Invenção brasileira que completa 100 anos e pode ajudar no combate ao calor extremo
Criado no Recife em 1929, o cobogó alia estética, funcionalidade e sustentabilidade. Arquitetos resgatam a peça como alternativa ao ar-condicionado diante das mudanças climáticas e do calor intenso.

No alto do sítio histórico de Olinda (PE), uma estrutura de concreto do início do século 20 chama atenção não só pelo tamanho — equivalente a um prédio de seis andares —, mas por um detalhe que se esconde em dois de seus lados: uma parede vazada. Esse elemento, que faz parte da fachada da antiga caixa-d’água da cidade, é feito de cobogós — peças de cimento que permitem a passagem de luz e ar, ao mesmo tempo em que bloqueiam parcialmente a radiação solar.
Projetado pelo arquiteto Luiz Nunes nos anos 1930, o edifício foi um dos primeiros marcos arquitetônicos do Brasil a utilizar o cobogó em larga escala. A peça, criada poucos anos antes no Recife, representava uma inovação: em vez de quatro paredes "cegas", o prédio ganhou aberturas que transformaram sua relação com o ambiente externo — e com o clima.
O efeito era simples, mas revolucionário: o cobogó permitia ventilação cruzada, mantinha o interior sombreado e contribuía para manter a água armazenada em temperaturas mais amenas, o que hoje chamamos de climatização passiva.
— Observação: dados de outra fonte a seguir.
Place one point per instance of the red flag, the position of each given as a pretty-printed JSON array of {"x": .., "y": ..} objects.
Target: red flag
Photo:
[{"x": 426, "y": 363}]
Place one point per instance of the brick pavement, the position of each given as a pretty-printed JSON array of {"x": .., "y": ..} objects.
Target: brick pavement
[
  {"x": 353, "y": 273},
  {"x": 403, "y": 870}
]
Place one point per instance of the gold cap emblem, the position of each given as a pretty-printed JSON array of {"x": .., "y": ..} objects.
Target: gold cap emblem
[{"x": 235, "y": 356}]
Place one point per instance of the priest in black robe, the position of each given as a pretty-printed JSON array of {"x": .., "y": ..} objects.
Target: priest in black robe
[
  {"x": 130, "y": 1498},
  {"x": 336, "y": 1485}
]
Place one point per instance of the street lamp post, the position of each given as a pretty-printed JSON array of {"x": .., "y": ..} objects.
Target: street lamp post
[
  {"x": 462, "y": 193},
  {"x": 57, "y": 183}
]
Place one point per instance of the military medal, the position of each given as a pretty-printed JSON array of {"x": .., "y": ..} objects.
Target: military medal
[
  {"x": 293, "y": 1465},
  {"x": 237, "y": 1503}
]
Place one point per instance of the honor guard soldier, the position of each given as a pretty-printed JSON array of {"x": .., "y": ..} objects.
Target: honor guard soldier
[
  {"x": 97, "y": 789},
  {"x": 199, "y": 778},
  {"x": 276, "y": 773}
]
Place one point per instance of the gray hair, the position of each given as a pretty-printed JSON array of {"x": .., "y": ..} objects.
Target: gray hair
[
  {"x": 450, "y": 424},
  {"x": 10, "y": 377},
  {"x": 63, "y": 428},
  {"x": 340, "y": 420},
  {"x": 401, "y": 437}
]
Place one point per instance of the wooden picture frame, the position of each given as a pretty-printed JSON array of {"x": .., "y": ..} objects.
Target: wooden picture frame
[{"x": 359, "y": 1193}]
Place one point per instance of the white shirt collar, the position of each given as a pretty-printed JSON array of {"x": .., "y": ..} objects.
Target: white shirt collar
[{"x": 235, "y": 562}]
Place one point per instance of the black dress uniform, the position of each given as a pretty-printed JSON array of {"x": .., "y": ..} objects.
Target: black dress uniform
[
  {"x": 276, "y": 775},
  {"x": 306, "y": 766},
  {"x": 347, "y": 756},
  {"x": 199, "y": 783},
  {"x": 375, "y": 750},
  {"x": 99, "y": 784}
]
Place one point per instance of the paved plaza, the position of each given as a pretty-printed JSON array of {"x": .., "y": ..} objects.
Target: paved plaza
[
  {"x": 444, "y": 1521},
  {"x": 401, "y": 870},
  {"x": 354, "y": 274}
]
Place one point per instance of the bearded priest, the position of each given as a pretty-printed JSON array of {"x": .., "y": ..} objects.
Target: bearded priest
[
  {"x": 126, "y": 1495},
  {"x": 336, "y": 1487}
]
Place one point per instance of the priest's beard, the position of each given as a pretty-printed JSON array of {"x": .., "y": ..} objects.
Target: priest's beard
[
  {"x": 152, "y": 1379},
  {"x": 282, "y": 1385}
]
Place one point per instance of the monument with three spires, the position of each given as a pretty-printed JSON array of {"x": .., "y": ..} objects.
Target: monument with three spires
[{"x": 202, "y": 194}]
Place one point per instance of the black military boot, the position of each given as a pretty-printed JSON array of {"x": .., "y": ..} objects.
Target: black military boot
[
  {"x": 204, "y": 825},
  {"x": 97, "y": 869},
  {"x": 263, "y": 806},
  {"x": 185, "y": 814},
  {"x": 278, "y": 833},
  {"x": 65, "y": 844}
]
De bloco prático a símbolo nacional
A origem do cobogó é industrial. Em 1929, três engenheiros — Amadeu Coimbra, Ernest Boeckmann e Antônio de Góis — registraram a patente de uma peça pré-fabricada de concreto para ser usada como tijolo. O nome "cobogó" é, aliás, a junção das iniciais de seus sobrenomes. Inicialmente, a proposta era criar um bloco barato e fácil de produzir, sem qualquer preocupação estética ou térmica.

Foi o uso criativo dado por arquitetos nordestinos, especialmente no Recife, que transformou o cobogó em um ícone. Na prática, ele deixou de ser apenas um elemento estrutural e passou a compor fachadas, muros, varandas e divisórias internas, ganhando versões em cerâmica e formatos variados — nem todos, tecnicamente, "cobogós", segundo especialistas.
Nas casas do interior do Nordeste, o elemento se popularizou por unir baixo custo, proteção solar e ventilação, tornando-se parte da identidade visual regional.
Uma solução antiga para um futuro mais sustentável
Apesar do esquecimento temporário, o cobogó começa a ser revalorizado em tempos de crise climática. Projetos atuais voltam a incorporar o elemento em áreas de grande insolação, corredores, fachadas poentes e até interiores, como divisórias entre salas e cozinhas.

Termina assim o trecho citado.